U.S. Laws & Regulations Relevant to AI
When making any ethical evaluation of AI one must also acknowledge relevant laws, regulations, community values and corporate policies. Moreover, law embodies ethical values, and in order for the U.S. to establish an ethical position in AI it must have its position reflected in laws and regulations. With AI being driven primarily by academia and corporations, there are few U.S. laws and regulations specifically aimed at AI and data in its modern context. That said, there are well-established laws and regulations that provide guidance for dealing with privacy and citizen rights that extend to the recent data-driven software technologies.
At the U.S. federal level, a keystone for guidance and philosophical perspective is the Fourth Amendment:
The right of the people to be secure in their persons, houses, papers and effects, against unreasonable searches and seizures, shall not be violated, and no warrants shall issue, but upon probable cause, supported by oath or affirmation, and particularly describing the place to be searched, and the persons or things to be seized.
In Katz v.
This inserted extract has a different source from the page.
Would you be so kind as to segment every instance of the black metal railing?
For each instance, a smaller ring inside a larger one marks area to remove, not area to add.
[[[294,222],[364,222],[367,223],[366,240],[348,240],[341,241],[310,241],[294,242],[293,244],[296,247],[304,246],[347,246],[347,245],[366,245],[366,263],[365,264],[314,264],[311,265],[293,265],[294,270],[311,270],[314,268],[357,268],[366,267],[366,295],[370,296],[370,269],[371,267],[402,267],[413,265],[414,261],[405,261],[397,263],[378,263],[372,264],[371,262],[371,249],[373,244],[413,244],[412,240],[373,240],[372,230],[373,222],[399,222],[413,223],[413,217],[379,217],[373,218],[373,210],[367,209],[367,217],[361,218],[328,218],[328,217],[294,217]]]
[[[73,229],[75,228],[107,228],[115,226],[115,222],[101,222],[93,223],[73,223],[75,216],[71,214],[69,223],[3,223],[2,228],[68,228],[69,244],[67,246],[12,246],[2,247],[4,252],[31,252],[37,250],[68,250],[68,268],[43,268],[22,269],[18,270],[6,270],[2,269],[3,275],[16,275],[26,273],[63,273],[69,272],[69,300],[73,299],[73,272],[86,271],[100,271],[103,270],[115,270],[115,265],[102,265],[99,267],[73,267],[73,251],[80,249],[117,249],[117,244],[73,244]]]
United States (1976), the U.S. Supreme court established an extension of the Fourth Amendment called the Reasonable Expectation of Privacy Test. The test consists of two requirements:
- An individual has exhibited an actual (subjective) expectation of privacy
- The expectation is one that society is prepared to recognize as reasonable
Under this test, if these two requirements have been met and the government has taken an action that violates the expectation in question, then the government's action has violated the individual's rights under the Fourth Amendment.
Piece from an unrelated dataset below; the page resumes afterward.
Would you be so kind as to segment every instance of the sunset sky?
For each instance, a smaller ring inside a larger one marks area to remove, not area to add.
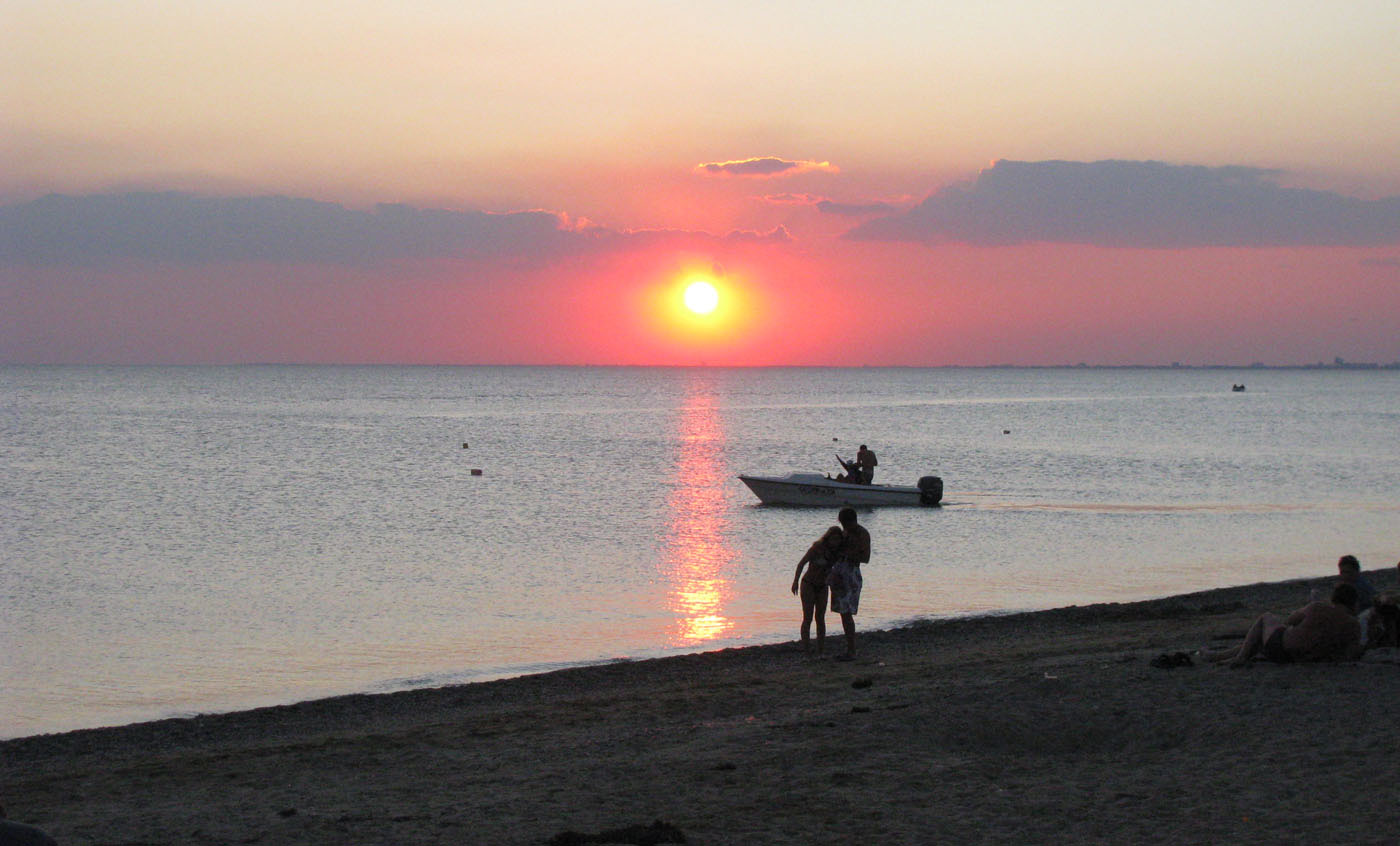
[[[0,363],[1390,363],[1397,45],[1394,0],[0,0]]]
Later, in United States v. Miller (1976) and Smith v. Maryland (1979), the courts established what is known as the Third-Party Doctrine, which holds that information one voluntarily gives to a third party does not carry a reasonable expectation of privacy (e.g., bank records, dialed phone numbers). However, in Carpenter v. U.S. (2018), the Supreme Court found that the Third-Party Doctrine did not apply to cell phone location data.
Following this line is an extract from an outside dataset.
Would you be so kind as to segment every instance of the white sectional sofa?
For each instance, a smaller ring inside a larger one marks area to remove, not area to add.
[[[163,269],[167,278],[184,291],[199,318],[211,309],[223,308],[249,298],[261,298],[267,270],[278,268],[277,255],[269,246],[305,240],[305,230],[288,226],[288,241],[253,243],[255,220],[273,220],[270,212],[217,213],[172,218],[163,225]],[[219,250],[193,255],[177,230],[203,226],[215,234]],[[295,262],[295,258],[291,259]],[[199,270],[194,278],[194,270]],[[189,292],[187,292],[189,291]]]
Specific laws that define the extent of an individual’s right to privacy from other individuals can vary by state, county and city. For example, taking photos while on a public space (e.g., a sidewalk) is typically unrestricted even if the photos are of a private space (e.g., a person’s yard) – with exceptions of private spaces like bathrooms and bedrooms – but a property owner can bar one from taking photos while on their property. Additionally, recording audio of individuals can face certain restrictions, such as requiring consent from various parties who are being recorded.
The Future of AI Regulations
The U.S. has an opportunity to lead the way in defining guidelines, regulations and laws that address ethical issues in AI. With differing perspectives on what constitutes ethical AI across nations, it is important that the U.S. clearly defines its position in such a way that is consistent with the values defined in the U.S. constitution and body of law. The ethical frameworks developed in medical and biological research are good reference points for ethical evaluation in AI, given the human-focused nature of many AI systems. In particular, notions of informed consent may need to be more thoroughly evaluated when considering data collected on individuals and the variety of predictive information that can be garnered from that data. While the U.S.’s legal position on AI and associated practices and technologies is nascent, there are well-established legal precedents that can serve as a backbone for more specific AI regulations and law.